[gclist] Garbage collection and XML

Richard A. O'Keefe ok@atlas.otago.ac.nz
Tue, 6 Mar 2001 10:48:19 +1300 (NZDT)


	Really interesting results.  What you have shown here, though,
	does not seem to be that DOM API is terribly bad for memory savings.
	Rather, it seems to show that DOM implementations should use shared
	strings/attributes.

If you follow the letter of the DOM specification (the CORBA IDL, not the
Java and Javascript bindings) that is not *allowed*.

I think you may have overlooked one point I made, which is that the
DOM flatly and unconditionally *requires* that strings be sequences of
16-bit characters.  That's a factor of two overhead in space, even if
a DOM implementation *were* to use shared strings.

I think you may also have overlooked that for some kinds of documents,
there is a substantial saving to be made from sharing attribute
triples (Name,Type,Value), which the DOM forbids.  Not "the DOM does not
require" or "the DOM does not discuss", but "the DOM *forbids*".  You
cannot have shared attribute nodes and still call your interface "DOM".

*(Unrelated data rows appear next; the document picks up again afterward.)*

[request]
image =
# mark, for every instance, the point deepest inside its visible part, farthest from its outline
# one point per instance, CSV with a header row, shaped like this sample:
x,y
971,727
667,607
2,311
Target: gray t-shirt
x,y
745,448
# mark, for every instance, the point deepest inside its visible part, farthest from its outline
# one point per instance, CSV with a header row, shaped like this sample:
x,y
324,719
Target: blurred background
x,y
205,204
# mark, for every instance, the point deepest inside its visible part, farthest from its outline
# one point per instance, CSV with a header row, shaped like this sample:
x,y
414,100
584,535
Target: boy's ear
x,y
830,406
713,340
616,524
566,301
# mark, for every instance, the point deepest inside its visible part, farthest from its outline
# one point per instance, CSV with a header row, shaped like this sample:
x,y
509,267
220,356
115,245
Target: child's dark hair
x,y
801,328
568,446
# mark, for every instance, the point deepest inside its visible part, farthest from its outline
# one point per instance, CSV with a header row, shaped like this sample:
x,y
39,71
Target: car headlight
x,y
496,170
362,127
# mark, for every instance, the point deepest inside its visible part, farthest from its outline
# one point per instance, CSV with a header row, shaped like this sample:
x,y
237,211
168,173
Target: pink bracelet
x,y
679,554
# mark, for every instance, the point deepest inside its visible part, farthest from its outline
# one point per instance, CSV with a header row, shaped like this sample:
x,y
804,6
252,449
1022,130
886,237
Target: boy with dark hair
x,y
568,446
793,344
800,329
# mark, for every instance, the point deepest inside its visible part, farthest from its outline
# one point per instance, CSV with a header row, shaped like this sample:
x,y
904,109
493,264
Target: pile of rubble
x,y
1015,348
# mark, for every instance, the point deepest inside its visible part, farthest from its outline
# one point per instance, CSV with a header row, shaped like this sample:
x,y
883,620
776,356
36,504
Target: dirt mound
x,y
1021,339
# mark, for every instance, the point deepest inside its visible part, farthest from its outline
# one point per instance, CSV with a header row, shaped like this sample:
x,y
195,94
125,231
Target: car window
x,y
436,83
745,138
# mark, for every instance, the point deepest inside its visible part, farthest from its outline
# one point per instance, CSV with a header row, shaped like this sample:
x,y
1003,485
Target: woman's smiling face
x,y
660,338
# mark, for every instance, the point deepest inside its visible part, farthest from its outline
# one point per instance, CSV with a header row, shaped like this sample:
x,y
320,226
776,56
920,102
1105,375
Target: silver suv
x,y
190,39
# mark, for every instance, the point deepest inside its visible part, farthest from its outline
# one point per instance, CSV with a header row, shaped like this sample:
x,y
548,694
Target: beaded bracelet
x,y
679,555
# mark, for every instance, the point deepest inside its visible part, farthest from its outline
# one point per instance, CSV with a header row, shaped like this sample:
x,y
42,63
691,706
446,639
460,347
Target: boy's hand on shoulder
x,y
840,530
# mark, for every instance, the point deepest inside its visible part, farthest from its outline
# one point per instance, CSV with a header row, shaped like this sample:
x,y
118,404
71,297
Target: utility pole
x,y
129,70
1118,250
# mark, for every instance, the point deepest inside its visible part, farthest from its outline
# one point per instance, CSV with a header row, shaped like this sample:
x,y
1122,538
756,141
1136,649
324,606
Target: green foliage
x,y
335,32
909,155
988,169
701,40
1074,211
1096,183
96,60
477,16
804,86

	(1) If you look at the first result, and assume that you were
	using shared strings for DOM -- it would save nearly 1 meg.  In
	fact, if Java DOM used shared strings, it would be far more
	memory efficient than the non-shared case.. This holds for the
	rest of the examples as well.

In fact the space overheads for Java are considerably worse than that.
A Java object typically has 2 words of overhead.
A Java String object has 4 words of local data.
One of those words is a pointer to an array of Unicode characters.
(The idea is if you chop a string into substrings, the space cost per
substring is constant.)
An array of n Unicode characters will be (3 + ceiling(n/2)) words long.
The total is thus 36+4*ceiling(n/2) bytes for a string, where I assumed
4+4*ceiling(n/2) bytes.

To implement unique strings in Java would add to the space overhead
per string.

Having read the ECMAscript standard and Netscape's Javascript Reference
manual, it is clear that the space overheads for Javascript strings must
be comparable.

Note that in Java, string operations are guaranteed to return new objects,
so it is possible for a Java program to *tell* whether strings are shared
or not.  So it really isn't clear whether/how much sharing is allowed.

	(2) I noticed that DOM's memory use for attributes is bad.  But it uses
	always about 3 times as much as the unshared model.  Again, this
	seems to show that it is sharing which has more effect than the fact
	one is following the DOM API spec.
	
Yes, but the DOM treats attributes (Name,Value) like any other kind of
node.  Every attribute node knows which Element node owns it; no kind
of sharing is allowed AT ALL.  To follow the DOM API spec *is* to refuse
to share attribute nodes.  I suggest reading the DOM specification.

	These observations lead to the following conclusion:
	While DOM API is not designed for writing memory efficient apps,
	the biggest problems in Java DOM stem not from the
	API spec, but the underlying implementation.

Three kinds of item:
1) strings
   Requiring that strings be sequences of 16-bit characters rather than
   UTF-8 or TR-8 encoded guarantees AT LEAST A FACTOR OF TWO compared
   with a more compact representation, even if strings are shared.

2) attributes
   AT LEAST A FACTOR OF TWO space cost would be incurred by all the
   cross-links you need to store, even if the DOM allowed sharing,
   which it doesn't.

3) elements
   AT LEAST A FACTOR OF TWO space cost would be incurred by all the
   cross-links you need to store, even if the DOM allowed charing,
   which it doesn't.

So AT LEAST A FACTOR OF TWO space cost is due simply to the requirements
of the DOM, however clever the implementor might be.  You *can't* match
the results I quoted and still have something even close to the DOM.

	    You might ask me, how do you know if Java does not use
	shared strings?

I don't think you noticed the word "estimate".  I was careful to say that
the "DOM" numbers, unlike the others, were NOT measured, but estimated.
(As it happens, I have a DOM in C which I wrote to be sure I understood it,
but once I had, the measured time overheads convinced me not to use it.)

In fact I did not account for all the overheads in Java.  The figures for
a Java implementation of the DOM would be considerably worse.